Die Wege der beiden trennten sich so schnell, wie sie sich gekreuzt hatten.
Viele Jahre vergingen, Manolo da Silva konnte seinen Traum leider nicht erfüllen. Gelegenheitsarbeiten hielten ihn über Wasser. Einmal bekam er sogar eine
Festanstellung als Metzgergehilfe in einem Einkaufszentrum. Abteilung: „Schwein, Schaf, Rind!“
Seine Aufgabe war es, große Fleischteile in Portionen zu zerlegen und anschließend in Plastiktüten zu verschweißen.
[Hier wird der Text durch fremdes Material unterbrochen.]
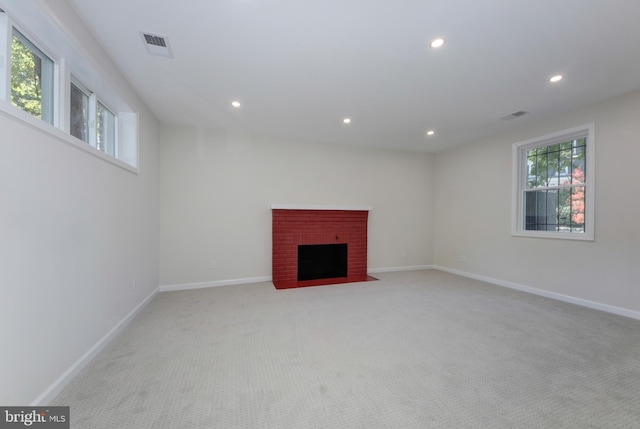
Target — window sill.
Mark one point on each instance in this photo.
(30, 121)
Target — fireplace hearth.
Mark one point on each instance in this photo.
(322, 261)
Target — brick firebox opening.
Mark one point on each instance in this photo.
(294, 226)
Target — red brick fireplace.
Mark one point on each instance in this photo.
(296, 227)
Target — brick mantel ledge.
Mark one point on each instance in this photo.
(316, 207)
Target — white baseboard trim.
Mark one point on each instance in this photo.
(56, 387)
(202, 285)
(397, 269)
(231, 282)
(553, 295)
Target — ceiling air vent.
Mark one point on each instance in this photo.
(157, 45)
(514, 115)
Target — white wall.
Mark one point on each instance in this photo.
(473, 212)
(75, 232)
(217, 188)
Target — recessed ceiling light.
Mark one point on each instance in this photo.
(436, 43)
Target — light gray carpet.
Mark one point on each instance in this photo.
(421, 349)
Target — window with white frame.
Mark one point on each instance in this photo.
(553, 185)
(54, 83)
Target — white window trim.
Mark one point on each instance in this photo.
(519, 179)
(27, 15)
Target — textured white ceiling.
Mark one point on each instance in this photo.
(299, 67)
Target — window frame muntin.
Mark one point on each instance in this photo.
(34, 46)
(519, 181)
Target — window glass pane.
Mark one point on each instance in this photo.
(31, 79)
(106, 130)
(79, 114)
(553, 166)
(577, 200)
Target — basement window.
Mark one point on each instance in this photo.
(553, 185)
(48, 84)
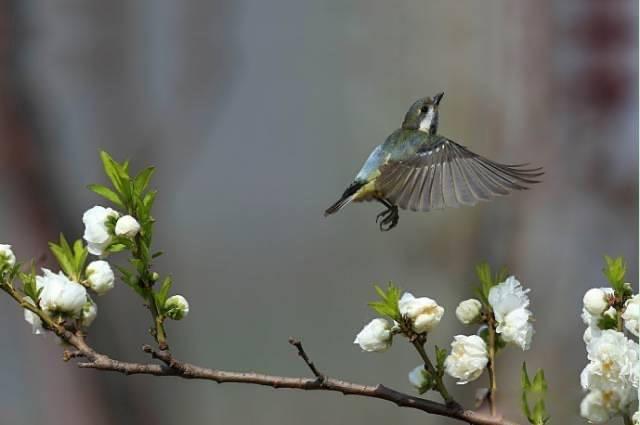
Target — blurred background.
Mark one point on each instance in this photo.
(257, 115)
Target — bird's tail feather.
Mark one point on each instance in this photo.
(346, 197)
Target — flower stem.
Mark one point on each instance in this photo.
(491, 365)
(418, 343)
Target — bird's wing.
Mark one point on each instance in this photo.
(447, 174)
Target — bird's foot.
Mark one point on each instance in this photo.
(388, 219)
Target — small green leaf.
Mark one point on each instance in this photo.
(539, 384)
(607, 322)
(111, 170)
(106, 193)
(614, 271)
(525, 383)
(149, 200)
(116, 247)
(142, 180)
(524, 405)
(441, 356)
(162, 295)
(388, 306)
(539, 413)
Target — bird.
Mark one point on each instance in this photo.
(418, 169)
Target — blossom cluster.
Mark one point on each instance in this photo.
(505, 307)
(612, 376)
(65, 297)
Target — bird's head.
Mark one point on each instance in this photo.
(423, 115)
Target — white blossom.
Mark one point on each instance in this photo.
(613, 359)
(33, 319)
(417, 378)
(127, 226)
(59, 294)
(598, 407)
(176, 307)
(375, 336)
(89, 312)
(601, 404)
(469, 311)
(468, 358)
(631, 315)
(595, 301)
(100, 276)
(96, 232)
(7, 256)
(424, 313)
(509, 302)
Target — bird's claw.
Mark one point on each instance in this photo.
(388, 219)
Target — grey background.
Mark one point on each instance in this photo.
(257, 115)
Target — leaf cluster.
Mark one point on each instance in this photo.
(534, 388)
(71, 259)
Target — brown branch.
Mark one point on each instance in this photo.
(298, 344)
(172, 367)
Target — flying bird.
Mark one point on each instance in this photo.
(420, 170)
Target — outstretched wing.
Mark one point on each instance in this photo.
(449, 175)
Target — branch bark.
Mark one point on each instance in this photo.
(172, 367)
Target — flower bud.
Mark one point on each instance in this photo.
(96, 232)
(424, 313)
(418, 378)
(375, 336)
(468, 358)
(7, 256)
(32, 318)
(595, 301)
(176, 307)
(631, 315)
(469, 311)
(127, 226)
(100, 277)
(60, 295)
(89, 313)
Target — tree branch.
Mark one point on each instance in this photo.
(173, 367)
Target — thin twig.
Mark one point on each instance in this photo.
(173, 367)
(418, 343)
(491, 365)
(298, 344)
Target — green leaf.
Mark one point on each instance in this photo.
(116, 247)
(441, 356)
(148, 201)
(106, 193)
(111, 170)
(607, 322)
(524, 405)
(614, 271)
(539, 412)
(80, 254)
(525, 383)
(539, 384)
(162, 295)
(65, 256)
(388, 305)
(483, 272)
(142, 180)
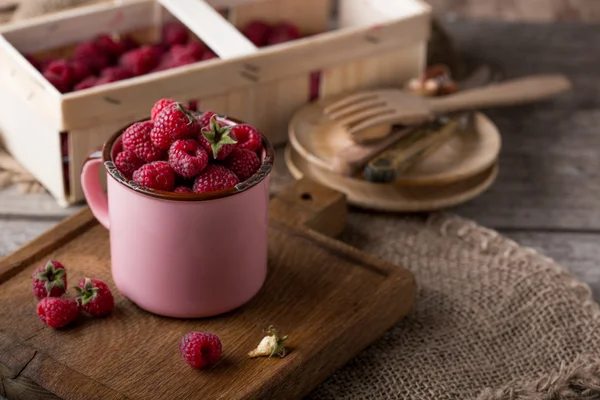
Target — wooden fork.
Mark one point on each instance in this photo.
(367, 109)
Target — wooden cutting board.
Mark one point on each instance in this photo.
(332, 300)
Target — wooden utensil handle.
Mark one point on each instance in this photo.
(508, 93)
(352, 158)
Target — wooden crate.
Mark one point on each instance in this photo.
(376, 43)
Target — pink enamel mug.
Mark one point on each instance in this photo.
(183, 255)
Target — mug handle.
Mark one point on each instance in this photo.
(92, 188)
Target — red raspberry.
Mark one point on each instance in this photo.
(257, 32)
(140, 61)
(127, 163)
(137, 139)
(57, 82)
(282, 33)
(57, 312)
(44, 63)
(175, 33)
(129, 43)
(109, 46)
(244, 163)
(92, 55)
(208, 55)
(49, 280)
(200, 349)
(173, 61)
(157, 175)
(32, 60)
(115, 73)
(173, 123)
(194, 50)
(104, 80)
(248, 137)
(215, 177)
(183, 189)
(204, 121)
(315, 85)
(87, 83)
(218, 140)
(95, 297)
(159, 106)
(81, 70)
(187, 158)
(60, 74)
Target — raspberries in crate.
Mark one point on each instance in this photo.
(263, 34)
(181, 151)
(107, 58)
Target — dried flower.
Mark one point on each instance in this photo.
(270, 345)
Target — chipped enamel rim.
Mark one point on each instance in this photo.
(259, 176)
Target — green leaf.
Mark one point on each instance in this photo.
(226, 139)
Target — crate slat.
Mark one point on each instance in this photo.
(284, 96)
(33, 142)
(78, 25)
(19, 75)
(311, 16)
(211, 27)
(384, 70)
(383, 43)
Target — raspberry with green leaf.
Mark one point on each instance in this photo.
(95, 297)
(217, 139)
(50, 280)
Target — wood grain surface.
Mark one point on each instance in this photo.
(331, 299)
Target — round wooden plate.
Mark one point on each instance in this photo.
(387, 197)
(467, 153)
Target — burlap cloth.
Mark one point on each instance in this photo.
(492, 320)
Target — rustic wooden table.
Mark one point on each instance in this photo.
(547, 195)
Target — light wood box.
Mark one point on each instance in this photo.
(376, 43)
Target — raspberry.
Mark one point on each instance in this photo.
(200, 349)
(88, 82)
(187, 158)
(57, 312)
(81, 70)
(137, 139)
(95, 297)
(208, 55)
(282, 33)
(257, 32)
(92, 55)
(127, 162)
(204, 121)
(215, 177)
(183, 189)
(175, 33)
(248, 137)
(44, 63)
(49, 280)
(104, 80)
(195, 50)
(109, 46)
(115, 74)
(140, 61)
(173, 123)
(60, 74)
(218, 140)
(157, 175)
(32, 60)
(159, 106)
(129, 43)
(57, 82)
(170, 60)
(242, 162)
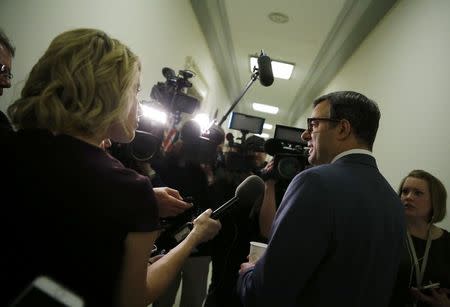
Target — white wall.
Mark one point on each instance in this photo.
(161, 32)
(404, 65)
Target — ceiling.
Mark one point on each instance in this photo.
(319, 37)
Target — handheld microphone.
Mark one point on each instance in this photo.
(265, 70)
(246, 193)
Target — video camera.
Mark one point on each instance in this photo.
(169, 99)
(289, 152)
(241, 156)
(171, 92)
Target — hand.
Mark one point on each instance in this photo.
(105, 144)
(246, 266)
(438, 298)
(205, 228)
(155, 258)
(170, 202)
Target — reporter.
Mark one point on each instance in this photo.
(424, 197)
(79, 215)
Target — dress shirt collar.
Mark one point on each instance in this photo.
(352, 151)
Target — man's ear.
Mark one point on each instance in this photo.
(344, 129)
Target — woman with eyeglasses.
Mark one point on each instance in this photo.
(424, 273)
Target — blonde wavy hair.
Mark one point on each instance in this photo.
(80, 86)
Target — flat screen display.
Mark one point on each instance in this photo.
(244, 122)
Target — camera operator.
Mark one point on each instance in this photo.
(239, 226)
(179, 169)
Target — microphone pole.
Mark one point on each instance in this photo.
(253, 78)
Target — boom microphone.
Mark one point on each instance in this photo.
(246, 193)
(265, 70)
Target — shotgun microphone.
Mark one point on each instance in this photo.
(265, 69)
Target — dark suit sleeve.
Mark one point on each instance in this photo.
(301, 237)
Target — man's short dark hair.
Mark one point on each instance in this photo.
(362, 113)
(5, 42)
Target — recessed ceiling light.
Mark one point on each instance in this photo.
(265, 108)
(277, 17)
(281, 70)
(267, 126)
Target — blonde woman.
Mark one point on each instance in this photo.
(427, 256)
(79, 215)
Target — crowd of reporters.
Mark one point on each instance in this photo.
(102, 211)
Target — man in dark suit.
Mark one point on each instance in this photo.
(337, 235)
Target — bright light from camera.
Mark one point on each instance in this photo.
(280, 70)
(265, 108)
(267, 126)
(154, 114)
(263, 135)
(203, 120)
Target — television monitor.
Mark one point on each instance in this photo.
(288, 134)
(244, 122)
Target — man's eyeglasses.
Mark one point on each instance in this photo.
(4, 70)
(312, 122)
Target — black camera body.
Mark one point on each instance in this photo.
(170, 93)
(289, 152)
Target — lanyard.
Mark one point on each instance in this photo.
(420, 271)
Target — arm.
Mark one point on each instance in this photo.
(303, 218)
(141, 283)
(170, 202)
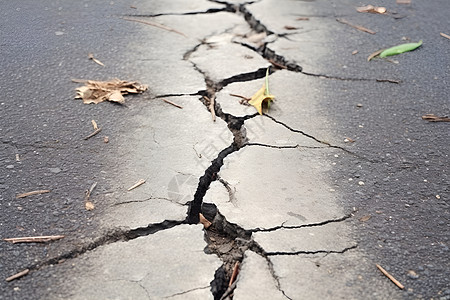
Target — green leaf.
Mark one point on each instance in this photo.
(400, 49)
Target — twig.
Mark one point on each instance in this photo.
(156, 25)
(277, 64)
(360, 28)
(23, 195)
(234, 274)
(445, 35)
(140, 182)
(34, 239)
(18, 275)
(92, 134)
(395, 281)
(174, 104)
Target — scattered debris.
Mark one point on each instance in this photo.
(262, 98)
(140, 182)
(96, 130)
(372, 9)
(365, 218)
(360, 28)
(156, 25)
(204, 221)
(174, 104)
(88, 205)
(234, 274)
(23, 195)
(400, 49)
(18, 275)
(34, 239)
(91, 56)
(395, 281)
(244, 100)
(434, 118)
(445, 35)
(98, 91)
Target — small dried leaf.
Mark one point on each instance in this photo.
(89, 205)
(365, 218)
(372, 9)
(400, 49)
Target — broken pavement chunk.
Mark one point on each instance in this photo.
(98, 91)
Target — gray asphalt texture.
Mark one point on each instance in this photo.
(403, 158)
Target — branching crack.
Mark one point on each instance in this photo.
(312, 252)
(112, 236)
(282, 226)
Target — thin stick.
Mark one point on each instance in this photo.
(155, 25)
(92, 134)
(23, 195)
(445, 35)
(35, 239)
(140, 182)
(234, 274)
(18, 275)
(360, 28)
(395, 281)
(174, 104)
(242, 97)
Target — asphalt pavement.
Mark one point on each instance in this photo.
(340, 175)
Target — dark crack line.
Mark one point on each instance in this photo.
(188, 291)
(316, 139)
(282, 226)
(228, 8)
(280, 253)
(112, 236)
(285, 147)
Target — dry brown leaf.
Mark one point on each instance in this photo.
(365, 218)
(98, 91)
(434, 118)
(23, 195)
(18, 275)
(89, 205)
(372, 9)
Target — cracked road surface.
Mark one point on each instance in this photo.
(306, 214)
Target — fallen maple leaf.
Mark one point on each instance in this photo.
(262, 98)
(98, 91)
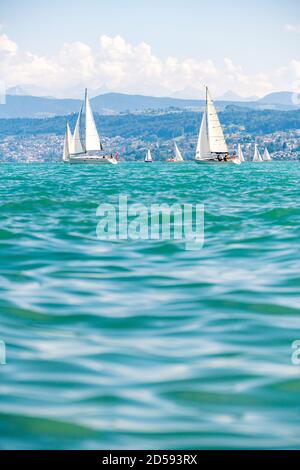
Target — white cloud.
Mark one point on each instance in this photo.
(118, 65)
(292, 28)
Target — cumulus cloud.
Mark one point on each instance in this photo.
(292, 28)
(118, 65)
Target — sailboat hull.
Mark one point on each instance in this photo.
(234, 161)
(96, 160)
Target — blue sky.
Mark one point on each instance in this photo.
(260, 37)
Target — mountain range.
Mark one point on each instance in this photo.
(20, 105)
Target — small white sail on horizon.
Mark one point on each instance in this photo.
(148, 157)
(240, 153)
(257, 155)
(67, 144)
(267, 156)
(178, 157)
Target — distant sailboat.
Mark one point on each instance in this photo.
(148, 158)
(257, 155)
(68, 143)
(267, 156)
(211, 145)
(177, 155)
(77, 150)
(240, 153)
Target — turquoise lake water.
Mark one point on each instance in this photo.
(144, 344)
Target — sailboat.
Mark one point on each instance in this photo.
(211, 145)
(267, 156)
(240, 153)
(148, 158)
(257, 155)
(77, 150)
(177, 158)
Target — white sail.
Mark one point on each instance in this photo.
(148, 157)
(257, 156)
(92, 140)
(67, 144)
(266, 156)
(215, 132)
(76, 140)
(240, 153)
(203, 149)
(178, 156)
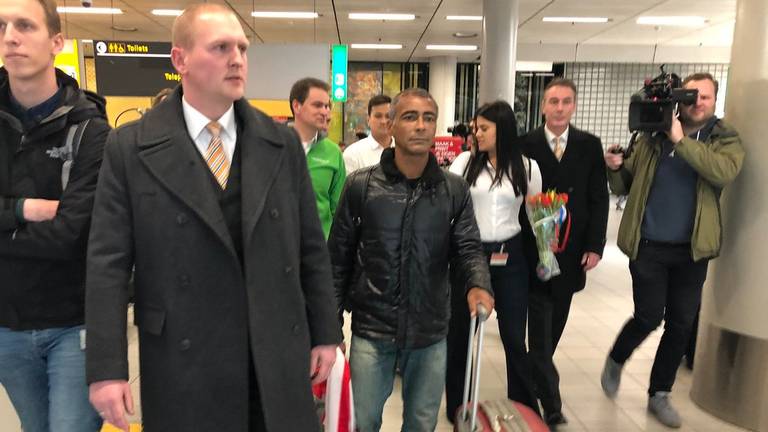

Irgendwann gab es zum wiederholten Male Streit mit seinem Vorgesetzten. Dieser kritisierte Manolos großzügige Abwaage des Fleisches.
„Alles zum Wohl der Kunden, die Zeiten sind hart!“, argumentierte Manolo, wissend das sein Job damit zur Verfügung stand.
Eines Tages, als nichts Besonderes auf dem Programm stand, kam er in seiner bevorzugten Tapas Bar mit einem Engländer ins Gespräch. Dieser erzählte ihm, dass in Almeria im Frühjahr Leute für Bootsreparaturen gesucht würden.
„Bootsreparaturen …“, sinierte Manolo nachdenklich.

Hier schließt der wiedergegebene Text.